A existência da gravação não substituiu a exigência legal imposta ao recorrente, pelo que aderimos á decisão desta Relação, no Ac. de 7/2/07 Proc 2897/05.4, pelo que nessa parte (art. 403°CPP) deve o recurso ser rejeitado art. 420° CPP e dele não se conhecer, em razão do que não pode a matéria de facto ser alterada pela Relação com base na prova testemunhal indicada e se considera definitivamente fixada (art. 431°b) CPP), salvo se ocorrer outro motivo para a sua modificação, como os que se analisarão a seguir.

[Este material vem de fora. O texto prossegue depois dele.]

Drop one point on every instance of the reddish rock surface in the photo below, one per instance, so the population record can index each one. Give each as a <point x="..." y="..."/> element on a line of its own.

O Tribunal da Relação, perante as falhas que apontou ao recurso quanto à impugnação da matéria de facto por confronto com as provas produzidas na audiência e documentadas em acta, falhas essas que revelariam um alegado mau cumprimento do disposto nos n.ºs 3 e 4 do art.º 412.º do CPP, deveria ter mandado aperfeiçoar as conclusões do recurso antes de se pronunciar, como tem sido jurisprudência constante deste STJ e do Tribunal Constitucional, para permitir um segundo grau de recurso em matéria de facto.

O Supremo Tribunal de Justiça tem vindo a considerar inconstitucional, por violação dos direitos a um processo equitativo e do próprio direito ao recurso, as normas dos n.ºs 3 e 4 do art. 412.º do CPP na interpretação segundo a qual o incumprimento dos ónus aí fixados, conduz à rejeição do recurso, sem a possibilidade de aperfeiçoamento (cfr. Acs de 26-9-01, proc. n.º 2263/01, de 18-10-01, proc. n.º 2374/01, de 10-4-02, proc. n.º 153/00, de 5-6-02, proc. n.º 1255/02, de 7-10-04, proc. n.º 3286/04-5, de 17-2-05, proc. n.º 4716/04-5, e de 15-12-05, proc. n.º 2951/05-5).

Assim decidiu que "(5) se o recorrente não deu cabal cumprimento às exigências do n.º 3 e especialmente do n.º 4 do art. 412.º do CPP, a Relação não pode sem mais rejeitar o recurso em matéria de facto, nem deixar de o conhecer, por ter por imodificável a matéria de facto, nos termos do art. 431.º do CPP. (6) Este último artigo, como resulta do seu teor, não toma partido sobre o endereçar ou não do convite ao recorrente, em caso de incumprimento pelo recorrente dos ónus estabelecidos nos n.ºs 3 e 4 do art. 412.º, antes vem prescrever, além do mais, que a Relação pode modificar a decisão da 1.ª instância em matéria de facto, se, havendo documentação da prova, esta tiver sido impugnada, nos termos do artigo 412.º, n.º 3, não fazendo apelo, repare-se, ao n.º 4 daquele artigo, o que no caso teria sido infringido. (7) - Saber se a matéria de facto foi devidamente impugnada à luz do n.º 3 do art. 412.º é questão que deve ser resolvida à luz deste artigo e dos princípios constitucionais e de processo aplicáveis, e não à luz do art. 431.º, al. b), cuja disciplina antes pressupõe que essa questão foi resolvida a montante. (8) Entendendo a Relação que o recorrente não forneceu os elementos legais necessários para reapreciar a decisão de facto nos pontos que questiona, a solução não é "a improcedência", por imodificabilidade da decisão de facto, mas o convite para a correcção das conclusões. (Acs de 7-11-02, proc. n.º 3158/02-5 e de 15-5-03, proc. n.º 985/03-5)".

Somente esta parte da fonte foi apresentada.